Ridgewood Congresswoman Grace Meng is still calling for more COVID-19 vaccination sites in her district, which spans west, central and northeast Queens.
New York State hosted a two-day pop-up vaccination site in Bayside earlier this month, which she called a “good first step.” But Meng said she wants more and permanent locations for her constituents.
“There are many venues here in the sixth congressional district that can accommodate additional sites, and I am continuing to work with the governor and mayor to push for more vaccination spots,” she said.
Not only was Meng’s district the epicenter of the pandemic at the outset, but her district is also home to one of the city’s largest senior populations.
Many seniors live in transportation deserts and cannot travel via public transportation or find other methods of transit vaccination sites that are far away.
Meng’s district ranges from Bayside, Flushing and Forest Hills to Elmhurst, Maspeth, Middle Village, Glendale and Ridgewood.
Councilman Antonio Reynoso, who represents a sliver of Ridgewood, is backing an insurgent candidate for City Council.
Reynoso is endorsing Juan Ardila, who is challenging incumbent Bob Holden in District 30, which represents Maspeth, Middle Village, Glendale and the other part of Ridgewood.
“I am proud to endorse Juan’s candidacy and look forward to fighting with him to make sure no one in the community is left behind,” Reynoso said.
Ardila’s endorsements include elected officials like State Senators Michael Gianaris and Jessica Ramos and Councilman Brad Lander.
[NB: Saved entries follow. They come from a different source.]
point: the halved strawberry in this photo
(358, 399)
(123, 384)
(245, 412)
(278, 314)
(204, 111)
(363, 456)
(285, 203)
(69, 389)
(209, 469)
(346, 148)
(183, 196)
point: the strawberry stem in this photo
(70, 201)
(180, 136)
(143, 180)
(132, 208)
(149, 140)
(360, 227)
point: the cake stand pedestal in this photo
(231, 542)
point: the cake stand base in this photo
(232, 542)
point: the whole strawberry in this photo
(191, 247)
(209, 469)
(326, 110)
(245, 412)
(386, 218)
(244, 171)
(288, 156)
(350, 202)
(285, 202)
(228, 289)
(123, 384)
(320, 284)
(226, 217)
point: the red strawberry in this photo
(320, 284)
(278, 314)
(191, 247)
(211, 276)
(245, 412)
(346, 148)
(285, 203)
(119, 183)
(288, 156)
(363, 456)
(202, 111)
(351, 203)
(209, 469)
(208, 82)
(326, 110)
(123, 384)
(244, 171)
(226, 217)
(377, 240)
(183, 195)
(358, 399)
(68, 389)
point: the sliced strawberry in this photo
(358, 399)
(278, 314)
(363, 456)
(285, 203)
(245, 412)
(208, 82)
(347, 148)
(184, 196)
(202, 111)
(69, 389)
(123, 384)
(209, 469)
He’s also backed by the NY Working Families Party, SEIU 1199, Make the Road Action, CVH Power, Churches United for Fair Housing, QUIP and Run for Something.
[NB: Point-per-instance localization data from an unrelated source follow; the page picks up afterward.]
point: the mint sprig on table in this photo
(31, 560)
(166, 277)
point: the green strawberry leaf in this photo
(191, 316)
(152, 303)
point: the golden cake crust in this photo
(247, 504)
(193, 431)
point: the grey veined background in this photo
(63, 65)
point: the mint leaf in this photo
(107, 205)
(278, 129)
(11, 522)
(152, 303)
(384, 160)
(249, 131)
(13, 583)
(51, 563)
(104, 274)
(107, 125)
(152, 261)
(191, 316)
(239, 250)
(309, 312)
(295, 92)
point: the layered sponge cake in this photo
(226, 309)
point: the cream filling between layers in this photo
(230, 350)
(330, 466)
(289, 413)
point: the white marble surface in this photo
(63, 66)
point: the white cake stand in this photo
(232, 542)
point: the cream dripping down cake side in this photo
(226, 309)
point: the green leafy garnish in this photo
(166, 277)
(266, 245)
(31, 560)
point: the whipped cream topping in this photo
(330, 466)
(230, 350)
Borough President Donovan Richards is now accepting applications to serve on the Queens Solid Waste Advisory Board.
QSWAB is tasked with advising the borough president on issues such as waste, recycling, resiliency and environmental equity.
Find the QSWAB application online at queensbp.org/swab. The application deadline is February 26.
QSWAB will meet monthly. The group must consist of no fewer than 20 members chosen by the borough president. Members will represent community boards, recycling and carting industries, environmental organizations, property owners, labor, tenant groups and members of the public.
Each appointed term lasts two years and members are eligible for reappointment at the end of the term.
“We will leave no stone unturned when it comes to ensuring environmental justice for all Queens communities,” Richards said, “especially for our long-underserved neighborhoods and those areas most endangered by the perils of climate change.”